In 1987, Gromov and Eliashberg showed that if a sequence of diffeomorphisms preserving a symplectic form C⁰ converges to a diffeomorphism, the limit also preserves the symplectic form — even though this is a C¹ condition. This result gave rise to the notion of symplectic homeomorphisms, i.e. elements of the C⁰-closure of the group of symplectomorphisms in that of homeomorphisms, and started the study of "continuous symplectic geometry".

In this talk, I will present recent progress in understanding the fundamental group of the C⁰-closure of the group of Hamiltonian diffeomorphisms in that of homeomorphisms. More precisely, I will explain a sufficient condition which ensures that certain essential loops of Hamiltonian diffeomorphisms remain essential when seen as "Hamiltonian homeomorphisms". I will illustrate this method (and its limits) on toric manifolds, namely complex projective spaces, rational products of 2-spheres, and rational 1-point blow-ups of CP².

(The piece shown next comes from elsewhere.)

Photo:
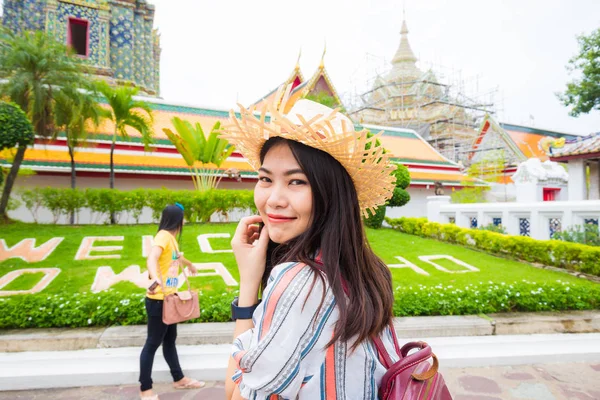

Our condition is based on (explicit) computation of the spectral norm of loops of Hamiltonian diffeomorphisms which is of independent interest. For example, in the case of 1-point blow-ups of CP², I will show that the spectral norm exhibits a surprising behavior which heavily depends on the choice of the symplectic form. This is joint work with Vincent Humilière and Alexandre Jannaud.